I ended up going with the awk script suggested by Otheus above ... I was so amazed at the speed I felt obligated to check the result with an alternative method - and the result was indeed verified.
My box has 6GB of memory BTW - but it would appear that my gawk has a 1.5GB limit (either compiled in or part of the OS - but in either event I don't think I can change it). The limit is approached when the size of FILE1 approaches 1.5GB ... for larger files I split the input file and ran it against each of the parts. The size of FILE2 does not play into the amount of memory required by the awk program.

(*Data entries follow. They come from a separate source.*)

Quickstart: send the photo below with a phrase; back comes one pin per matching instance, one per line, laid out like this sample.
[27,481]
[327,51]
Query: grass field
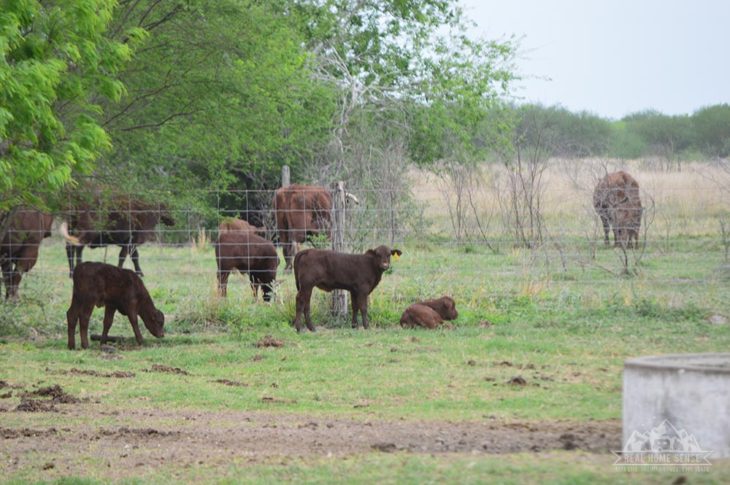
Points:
[209,403]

Your awk may have a different limit which you'll discover if it is an issue.
FILE1: START.100K
66,831,529 bytes with 100K lines (yes - my data is actually 600+ bytes/record)
FILE2: REF.1M
648,903,713 bytes with 1M lines - obviously similar data
Quote:
time (awk ' NR==FNR { A[$0]=1; next; }
{ if ($0 in A) { A[$0]=0; } }
END { for (k in A) { if (A[k]==1) { print k; } } } ' $FILE1 $FILE2 > $FILE3 )
real 0m23.323s !!!!
user 0m11.484s
sys 0m8.233s
AND THE OUTPUT IS:
48295948 bytes with 71,836 lines - i.e. there were 71,836 lines of the 100K lines that did NOT appear in the 1M line file.